Infantry, Near Nijmegen, Holland 1946
Colville’s early work was produced while he served as an official war artist in the Second World War. Having gone straight from being a student at Mount Allison University in Sackville, New Brunswick, to joining the army, Colville did not think that his production during the war years really reflected his eventual development as an artist. He has been widely quoted as feeling that he didn’t make his first mature work until 1950, four years after painting this image from sketches completed in 1945. However, this painting foreshadows many concerns seen in his more mature work.
The composition, for instance, reflects the geometric obsessions of Colville’s later work, with a strong diagonal form cutting across the canvas, from upper left to lower right of the picture plane. Canadian soldiers walking through the mire of the Scheldt estuary in Holland are depicted as a series of plodding figures receding into the background, their collective weight seeming to push the figure in the foreground from his position in the lower right-hand corner out into our view. Colville has adopted the viewpoint of the next man ahead in line, looking back as he negotiates a gentle turn indicated by the water-filled furrow that parallels their marching path.
Gently curving diagonal lines often appear in Colville’s compositions, such as Horse and Train, 1954, Soldier and Girl at Station, 1953, West Brooklyn Road, 1996, and Traveller, 1992. This technique breaks up the rigid geometry of the composition, introducing an element of softness to the hard lines that underlie all of Colville’s images. Painted in Ottawa after his return from overseas, this is a composite image: the hands of the lead figure were based on the artist’s own, while the face was based on that of his father: “I thought of my father as a kind of a corporal,” Colville said.
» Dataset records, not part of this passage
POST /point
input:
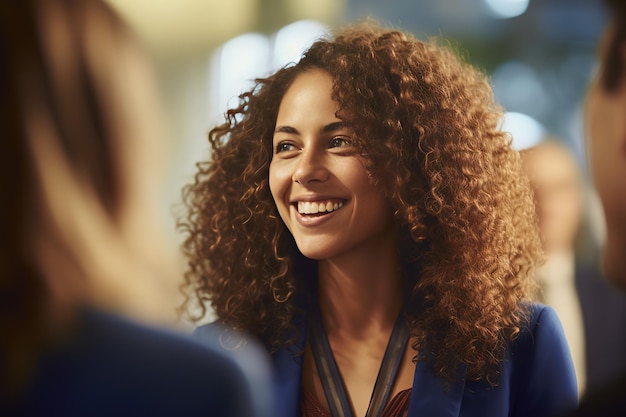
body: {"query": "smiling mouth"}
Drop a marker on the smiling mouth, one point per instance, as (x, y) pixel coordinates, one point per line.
(318, 207)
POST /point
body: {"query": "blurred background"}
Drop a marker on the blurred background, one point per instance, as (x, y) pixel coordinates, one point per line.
(540, 55)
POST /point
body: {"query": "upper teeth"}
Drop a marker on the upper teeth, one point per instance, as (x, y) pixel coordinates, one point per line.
(313, 207)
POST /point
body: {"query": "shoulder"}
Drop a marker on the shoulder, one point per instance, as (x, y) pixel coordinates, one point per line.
(144, 370)
(540, 367)
(542, 323)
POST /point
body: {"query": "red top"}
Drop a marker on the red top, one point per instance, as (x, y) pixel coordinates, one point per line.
(398, 406)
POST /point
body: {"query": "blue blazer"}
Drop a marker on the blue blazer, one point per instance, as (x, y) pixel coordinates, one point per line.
(112, 366)
(537, 380)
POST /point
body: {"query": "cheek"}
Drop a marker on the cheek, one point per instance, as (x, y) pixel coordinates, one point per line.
(278, 186)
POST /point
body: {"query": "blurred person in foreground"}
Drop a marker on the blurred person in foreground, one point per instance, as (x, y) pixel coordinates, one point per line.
(605, 117)
(570, 280)
(79, 244)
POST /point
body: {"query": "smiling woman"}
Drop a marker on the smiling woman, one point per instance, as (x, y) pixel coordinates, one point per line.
(363, 214)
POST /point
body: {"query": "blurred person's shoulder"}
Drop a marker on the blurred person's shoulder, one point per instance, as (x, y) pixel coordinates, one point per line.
(112, 365)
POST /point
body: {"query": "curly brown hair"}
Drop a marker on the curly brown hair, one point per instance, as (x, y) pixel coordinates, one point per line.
(429, 126)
Along with Infantry, Near Nijmegen, the Canadian War Museum holds in its collection of Second World War art hundreds of paintings, drawings, and watercolours by Colville. While this work lacks the drama of Horse and Train and others of the 1950s, it contains the seeds of Colville’s concern with the place of humans in a shattered world. These figures proceed by force of will—set in motion by the orders of others but sustained only through their own individual agency.